Surgical treatment of AAA in patients with pelvic kidney (CPK or CFPK) is more complex than in the general AAA population. Perfusion of the kidney must be maintained during aortic clamping and graft sewing. Renal arteries with diameter > 3mm should be reimplanted 9 and perfusion with cold Ringer solution is necessary in case of cross-clamp time > 40 minutes. 8

Total endovascular treatment has also been described. Morales and Greenberg 23 treated a patient with a type IV thoracoabdominal aortic aneurysm associated with a left CPK, deploying a custom-made fenestrated endograft. A fenestration near the distal bifurcation of the endograft permitted the perfusion of the CPK through a covered bridging stent. Also, a parallel stent graft technique has been described to perfuse an ectopic renal artery originating from the AAA in a patient with a crossover ectopic right kidney fused with the left kidney. 30 A Viabahn–Gore (W. L. Gore) endograft reinforced with balloon-expandable stents was deployed in a parallel fashion with an Endurant II–Medtronic endograft iliac limb.
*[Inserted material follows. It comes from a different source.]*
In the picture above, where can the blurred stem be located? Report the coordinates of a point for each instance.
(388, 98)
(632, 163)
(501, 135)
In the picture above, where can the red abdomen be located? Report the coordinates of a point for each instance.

Hybrid treatment has also been reported. In a case of CFPK with renal arteries arising from the AAA, a double iliac-renal bypass was primarily sutured and an aorto-bifurcated endograft was deployed to exclude the aneurysm. 28

In conclusion, in case of CPK or CFPK, endovascular, open surgical, and hybrid treatments of AAA have been described in literature and are potentially feasible. The most suitable treatment must be chosen according to the patient's clinical condition and arterial anatomy. Our case demonstrates that accurate preoperative planning is vital to achieve technical success and to preserve renal function in this complex subset of patients.